Avverso tale pronuncia il lavoratore ha proposto ricorso innanzi alla Corte d’Appello di Milano che, riformando la pronuncia di primo grado, ha dichiarato con sentenza la nullità dell’accordo in quanto formalizzato in violazione delle norme imperative stabilite dall’art. 2103 c.c. che, per le ipotesi di riduzione della retribuzione, richiede la sede protetta.
Avverso la sentenza della Corte d’Appello di Milano, il datore di lavoro ha proposto ricorso per cassazione lamentando, tra i motivi, l’errata dichiarazione di nullità dell'accordo, trattandosi “di una riduzione della retribuzione consensuale […]”.
La Suprema Corte, condividendo l’interpretazione sistematica seguita dai Giudici di secondo grado, ha rigettato il ricorso del datore di lavoro e, sul punto, ha rilevato che:
- il principio di irriducibilità della retribuzione implica, da un lato, che la retribuzione concordata al momento dell’assunzione non è riducibile neppure a seguito di accordo tra il datore di lavoro e il lavoratore e, dall’altro, che ogni patto contrario a ciò è nullo;
- l’eccezione a tale principio generale è rappresentata dall’ipotesi dettata dal comma 6 dell’art. 2103 c.c. (modificato dall’art. 3 lgs. n. 81/2015) che dispone che “nelle sedi di cui all’articolo 2113, 4° comma, o avanti alle commissioni di certificazione, possono essere stipulati accordi individuali di modifica delle mansioni, della categoria legale e del livello di inquadramento e della relativa retribuzione, nell’interesse del lavoratore alla conservazione dell’occupazione, all’acquisizione di una diversa professionalità o al miglioramento delle condizioni di vita. Il lavoratore può farsi assistere da un rappresentante dell’associazione sindacale cui aderisce o conferisce mandato o da un avvocato o da un consulente del lavoro […] ogni patto contrario è nullo”.

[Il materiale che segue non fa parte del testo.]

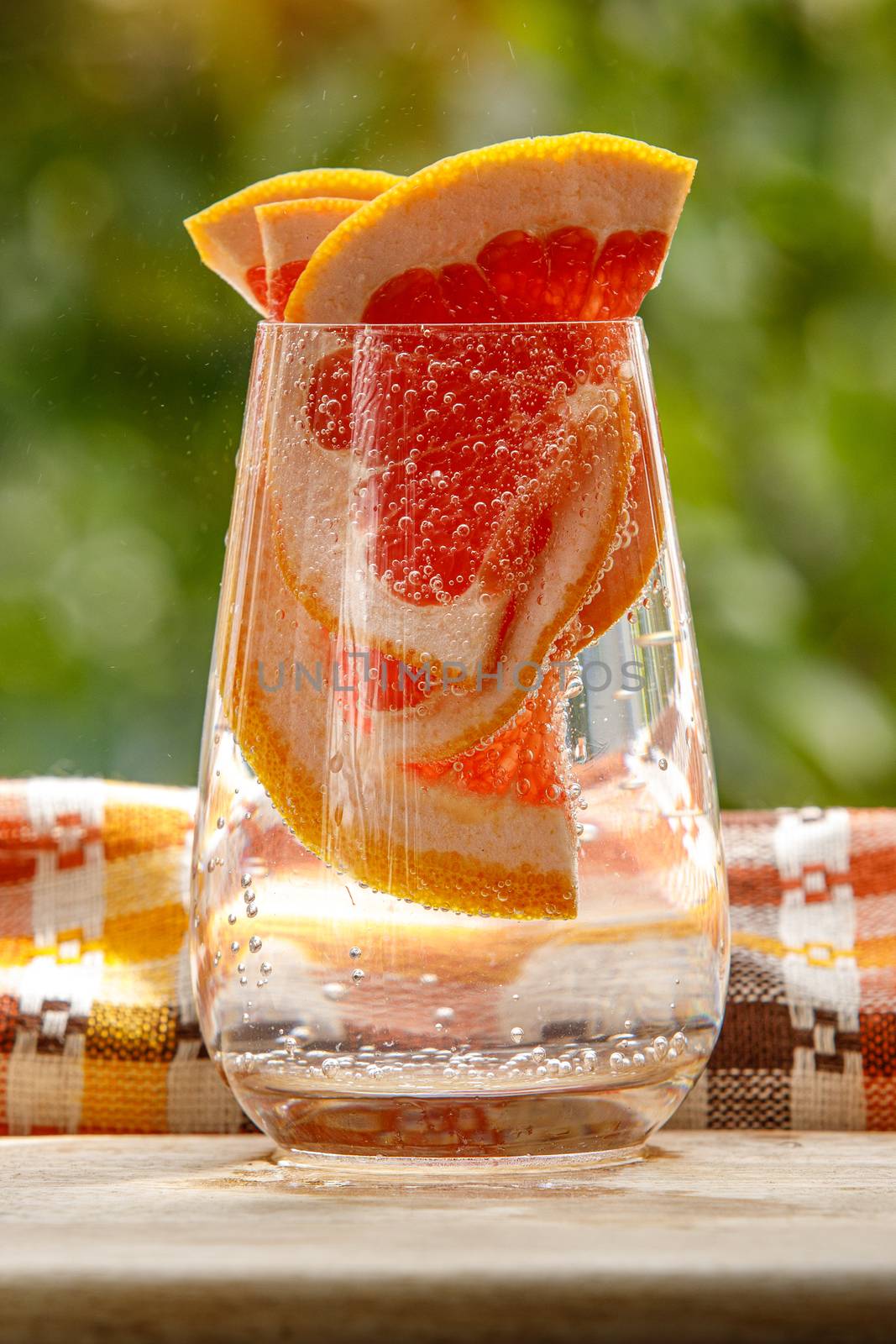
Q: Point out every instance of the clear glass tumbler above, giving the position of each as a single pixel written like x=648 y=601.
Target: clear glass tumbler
x=458 y=886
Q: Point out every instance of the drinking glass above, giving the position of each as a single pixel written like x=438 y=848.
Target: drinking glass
x=458 y=889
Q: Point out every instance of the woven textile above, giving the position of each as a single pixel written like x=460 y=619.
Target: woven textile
x=97 y=1023
x=98 y=1030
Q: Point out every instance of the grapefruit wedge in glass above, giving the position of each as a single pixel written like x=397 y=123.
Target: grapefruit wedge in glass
x=443 y=492
x=454 y=682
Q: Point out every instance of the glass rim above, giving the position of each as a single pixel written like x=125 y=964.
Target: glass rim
x=586 y=324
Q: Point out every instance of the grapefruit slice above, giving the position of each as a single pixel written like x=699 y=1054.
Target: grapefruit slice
x=453 y=796
x=553 y=228
x=228 y=235
x=291 y=230
x=493 y=837
x=454 y=544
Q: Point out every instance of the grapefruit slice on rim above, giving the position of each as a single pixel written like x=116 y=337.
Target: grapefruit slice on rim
x=456 y=800
x=228 y=235
x=537 y=230
x=531 y=230
x=291 y=230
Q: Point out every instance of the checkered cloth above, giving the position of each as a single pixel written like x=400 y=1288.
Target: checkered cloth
x=98 y=1030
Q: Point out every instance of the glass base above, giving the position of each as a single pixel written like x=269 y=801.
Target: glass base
x=575 y=1128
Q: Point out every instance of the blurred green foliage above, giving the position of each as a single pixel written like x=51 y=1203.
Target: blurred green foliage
x=123 y=363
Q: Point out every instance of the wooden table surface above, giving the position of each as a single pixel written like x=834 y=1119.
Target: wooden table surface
x=711 y=1236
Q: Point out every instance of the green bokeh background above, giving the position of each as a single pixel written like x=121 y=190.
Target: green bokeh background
x=123 y=363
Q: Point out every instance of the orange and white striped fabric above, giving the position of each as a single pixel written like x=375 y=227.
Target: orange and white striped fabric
x=97 y=1023
x=98 y=1030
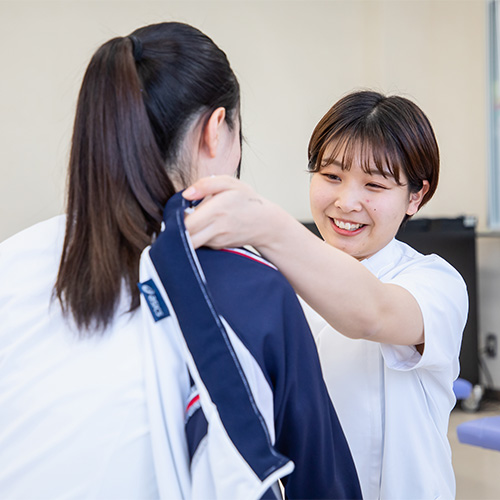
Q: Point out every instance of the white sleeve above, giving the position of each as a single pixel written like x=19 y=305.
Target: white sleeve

Pertanto, “se la retribuzione è irriducibile, salvo accordo in sede protetta e a determinate condizioni in caso di mutamento di mansioni, a maggior ragione la retribuzione è irriducibile se neppure un mutamento di mansioni ricorra, comunque al di fuori della sede protetta”.
Viene, quindi, confermato il principio per cui la disciplina di cui all’art. 2103 c.c. ricomprende tutte le ipotesi di accordo per la riduzione della retribuzione.